Frank and I have been chasing reports of schools of white papio marauding bait in the deep channels but we’ve always been a paddle or two behind. Bolo-ing on the last mid-morning search, we decided to try the evening bite. Conditions were challenging, with gusts over 20 mph and rain threatening.
Not much was showing on my portable fish finder’s screen so we pushed through the wind to get to the spot we were told held the whites. Fish appeared to be a few feet above the bottom on the protected side of the papa but nothing wanted to take our live oama offering. As we waited for the 5pm witching hour to wake the fish, the steady wind blew me closer to shore. There were pockets of fish hovering near the bottom that I assumed were white papio waiting for the evening frenzy.
Suddenly fish began to show up on the “sidefinder” view of the fish finder, indicating fish near the surface directly in front of my kayak. My Huminbird Fishin Buddy’s display is almost toy-like but I’ve come to learn that when fish are spotted near the surface like that, they are bait fish spread out on the surface over a sandy bottom. I paddled my kayak’s bow like a hammerhead shark surveying side to side until I could also mark fish below me. Suspended fish are either bait schools thick in the water colum or white papio stacked up under the bait fish.
When I took this photo, the surface bait fish weren’t showing up in the sidefinder view on the left of the screen, but the composite view of what I had passed over indicated bait fish thick under me. Despite all this bait, nothing took the live oama I was deep trolling behind me.
Remembering I had brought a jigging rod in hopes that we’d be sitting over a school of whites, I clipped on a 3/4 oz, 2 inch compact tungsten jig and dropped it down but wasn’t surprised when nothing took it. Out of boredom, I cast it out and jigged it back as I watched the fish finder’s screen. Something was pulling back!

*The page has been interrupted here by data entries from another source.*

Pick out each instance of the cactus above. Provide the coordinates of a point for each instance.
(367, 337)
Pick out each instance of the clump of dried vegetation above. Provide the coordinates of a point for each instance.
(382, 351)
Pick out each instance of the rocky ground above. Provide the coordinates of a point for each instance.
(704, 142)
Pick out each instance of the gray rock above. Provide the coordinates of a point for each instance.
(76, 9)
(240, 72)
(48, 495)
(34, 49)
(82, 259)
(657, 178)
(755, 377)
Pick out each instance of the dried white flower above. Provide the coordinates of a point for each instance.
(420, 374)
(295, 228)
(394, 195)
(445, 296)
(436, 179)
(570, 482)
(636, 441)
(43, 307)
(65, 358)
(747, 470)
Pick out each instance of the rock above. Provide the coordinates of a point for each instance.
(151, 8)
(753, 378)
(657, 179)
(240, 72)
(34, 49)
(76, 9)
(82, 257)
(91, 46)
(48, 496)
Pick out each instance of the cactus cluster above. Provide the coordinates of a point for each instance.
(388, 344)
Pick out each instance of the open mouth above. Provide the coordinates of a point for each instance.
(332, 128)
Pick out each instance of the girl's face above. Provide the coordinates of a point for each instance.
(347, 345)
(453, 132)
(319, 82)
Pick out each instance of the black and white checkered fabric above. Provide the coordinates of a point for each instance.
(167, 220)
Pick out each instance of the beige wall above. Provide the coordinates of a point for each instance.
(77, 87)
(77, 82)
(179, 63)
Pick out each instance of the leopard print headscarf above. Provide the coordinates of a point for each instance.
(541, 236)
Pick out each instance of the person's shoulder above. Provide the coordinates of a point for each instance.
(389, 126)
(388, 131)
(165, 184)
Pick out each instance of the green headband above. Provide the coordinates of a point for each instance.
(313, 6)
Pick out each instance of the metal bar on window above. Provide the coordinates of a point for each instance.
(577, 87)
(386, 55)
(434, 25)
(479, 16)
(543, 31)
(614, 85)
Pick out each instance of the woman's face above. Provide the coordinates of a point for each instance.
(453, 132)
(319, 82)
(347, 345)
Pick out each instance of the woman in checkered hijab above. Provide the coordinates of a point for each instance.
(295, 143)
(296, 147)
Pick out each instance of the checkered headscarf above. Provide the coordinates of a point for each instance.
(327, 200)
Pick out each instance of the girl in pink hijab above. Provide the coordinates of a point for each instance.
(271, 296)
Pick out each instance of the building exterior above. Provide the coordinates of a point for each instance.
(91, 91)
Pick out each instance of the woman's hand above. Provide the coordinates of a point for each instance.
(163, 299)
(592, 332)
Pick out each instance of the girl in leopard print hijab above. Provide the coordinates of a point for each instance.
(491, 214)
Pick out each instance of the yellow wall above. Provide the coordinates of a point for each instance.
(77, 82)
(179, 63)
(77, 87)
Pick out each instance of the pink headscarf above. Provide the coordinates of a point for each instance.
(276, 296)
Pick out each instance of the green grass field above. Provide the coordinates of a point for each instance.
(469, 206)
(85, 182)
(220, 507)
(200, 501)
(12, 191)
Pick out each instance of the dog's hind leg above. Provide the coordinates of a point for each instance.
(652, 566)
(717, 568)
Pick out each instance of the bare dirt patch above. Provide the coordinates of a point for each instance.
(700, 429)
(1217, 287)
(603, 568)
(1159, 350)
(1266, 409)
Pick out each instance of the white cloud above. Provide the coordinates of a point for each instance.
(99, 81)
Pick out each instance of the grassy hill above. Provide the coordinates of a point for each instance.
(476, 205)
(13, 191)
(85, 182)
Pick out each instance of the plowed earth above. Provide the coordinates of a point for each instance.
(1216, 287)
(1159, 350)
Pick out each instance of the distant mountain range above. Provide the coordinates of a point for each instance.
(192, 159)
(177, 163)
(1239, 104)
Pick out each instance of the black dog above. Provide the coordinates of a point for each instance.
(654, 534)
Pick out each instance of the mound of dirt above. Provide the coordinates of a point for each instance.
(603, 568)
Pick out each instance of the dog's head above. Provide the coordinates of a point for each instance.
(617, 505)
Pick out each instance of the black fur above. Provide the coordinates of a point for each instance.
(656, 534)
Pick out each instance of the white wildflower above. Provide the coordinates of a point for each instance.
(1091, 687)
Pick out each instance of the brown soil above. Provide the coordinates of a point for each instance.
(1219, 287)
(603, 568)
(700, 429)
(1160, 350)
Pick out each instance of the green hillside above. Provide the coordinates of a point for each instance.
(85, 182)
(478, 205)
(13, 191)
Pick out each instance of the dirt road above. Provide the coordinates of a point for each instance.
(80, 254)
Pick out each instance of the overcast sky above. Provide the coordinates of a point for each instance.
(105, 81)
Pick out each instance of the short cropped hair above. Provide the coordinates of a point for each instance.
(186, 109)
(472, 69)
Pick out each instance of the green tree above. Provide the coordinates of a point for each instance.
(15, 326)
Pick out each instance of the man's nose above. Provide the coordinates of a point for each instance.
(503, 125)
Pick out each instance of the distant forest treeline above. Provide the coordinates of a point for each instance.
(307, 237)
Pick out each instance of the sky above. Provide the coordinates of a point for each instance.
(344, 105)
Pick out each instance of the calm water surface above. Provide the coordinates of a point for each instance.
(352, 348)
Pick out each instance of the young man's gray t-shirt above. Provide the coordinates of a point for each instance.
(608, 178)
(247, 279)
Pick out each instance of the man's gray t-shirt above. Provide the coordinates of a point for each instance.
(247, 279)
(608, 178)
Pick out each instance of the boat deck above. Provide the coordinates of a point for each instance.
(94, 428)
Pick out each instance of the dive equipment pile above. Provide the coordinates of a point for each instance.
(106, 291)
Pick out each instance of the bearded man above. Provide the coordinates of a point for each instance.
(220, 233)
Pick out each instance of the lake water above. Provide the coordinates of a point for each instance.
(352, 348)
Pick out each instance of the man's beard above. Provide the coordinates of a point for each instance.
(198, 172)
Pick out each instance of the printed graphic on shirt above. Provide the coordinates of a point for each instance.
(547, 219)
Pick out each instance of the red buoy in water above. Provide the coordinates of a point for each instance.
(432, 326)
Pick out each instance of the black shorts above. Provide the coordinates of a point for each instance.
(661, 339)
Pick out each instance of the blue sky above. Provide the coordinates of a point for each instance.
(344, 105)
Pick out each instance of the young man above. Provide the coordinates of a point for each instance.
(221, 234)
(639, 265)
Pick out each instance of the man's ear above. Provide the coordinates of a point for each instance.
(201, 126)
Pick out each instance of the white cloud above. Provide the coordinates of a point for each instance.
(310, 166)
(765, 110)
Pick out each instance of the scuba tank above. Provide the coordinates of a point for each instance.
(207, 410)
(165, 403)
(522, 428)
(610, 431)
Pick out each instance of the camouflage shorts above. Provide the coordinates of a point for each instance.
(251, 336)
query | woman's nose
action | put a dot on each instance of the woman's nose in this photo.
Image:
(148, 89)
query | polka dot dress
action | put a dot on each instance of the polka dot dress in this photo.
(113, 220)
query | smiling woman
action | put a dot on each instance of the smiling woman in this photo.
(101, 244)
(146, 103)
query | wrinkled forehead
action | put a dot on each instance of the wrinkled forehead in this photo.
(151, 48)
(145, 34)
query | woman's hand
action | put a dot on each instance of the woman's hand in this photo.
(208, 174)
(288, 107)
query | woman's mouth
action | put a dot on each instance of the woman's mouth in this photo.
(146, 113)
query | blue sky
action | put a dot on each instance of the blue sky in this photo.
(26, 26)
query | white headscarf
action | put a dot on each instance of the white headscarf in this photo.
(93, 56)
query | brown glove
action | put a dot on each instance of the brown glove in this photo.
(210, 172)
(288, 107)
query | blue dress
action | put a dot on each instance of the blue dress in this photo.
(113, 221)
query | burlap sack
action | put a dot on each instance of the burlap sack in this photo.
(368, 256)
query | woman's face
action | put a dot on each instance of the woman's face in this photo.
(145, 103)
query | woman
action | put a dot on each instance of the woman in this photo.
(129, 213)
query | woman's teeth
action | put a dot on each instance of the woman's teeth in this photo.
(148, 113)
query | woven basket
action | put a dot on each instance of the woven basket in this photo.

It felt like a fish but the Shimano Type J rod and Tranx 400 easily controlled it.
Stoked that the compact little jig had worked on the school of whites, I tried to whistle Frank to get his attention but the wind blew the sound inland, not out to him.
Paddling into the headwind as efficiently as possible, the trolling rig went off! I was stunned to land a 12.75 inch omilu on the oama a few feet from where the white had bit. I left the bait out of the water this time and finally made it out to Frank. By the time we made it back in, the whites and the bait fish were gone! Nothing showed on the fish finder and nothing hit our bait. Ugh… I really had hoped Frank and I would finally experience a white papio frenzy.
We headed back to our launch spot and stopped at the spot Frank lost a screamer. The fish finder’s screen was blank so we spread out and slowly paddled in. I took a blind strike near the reef edge and had to put the rod in the holder 3 times and paddle back into the channel before landing a 14 inch white.
What was interesting about these 3 fish were their stomach contents. The 12 inch white was stuffed with small opae despite being around the bait school. The 12.75 inch omilu was full of inch and a half nehu, which looked very similar in length and profile to the tungsten jig. The 14 inch white had a small mantis shrimp and a flat, whitish piece of cartilage stretching its stomach. All were well fed and none appeared to have any oama in their bellies. No wonder our oama baits have been ignored.
Ever the team player, Frank was happy for the catches and new understanding gained but agreed we need to improve communication on the water. He suggested looking into 2-way radios like the offshore kayak guys use. Do you guys have any recommendations?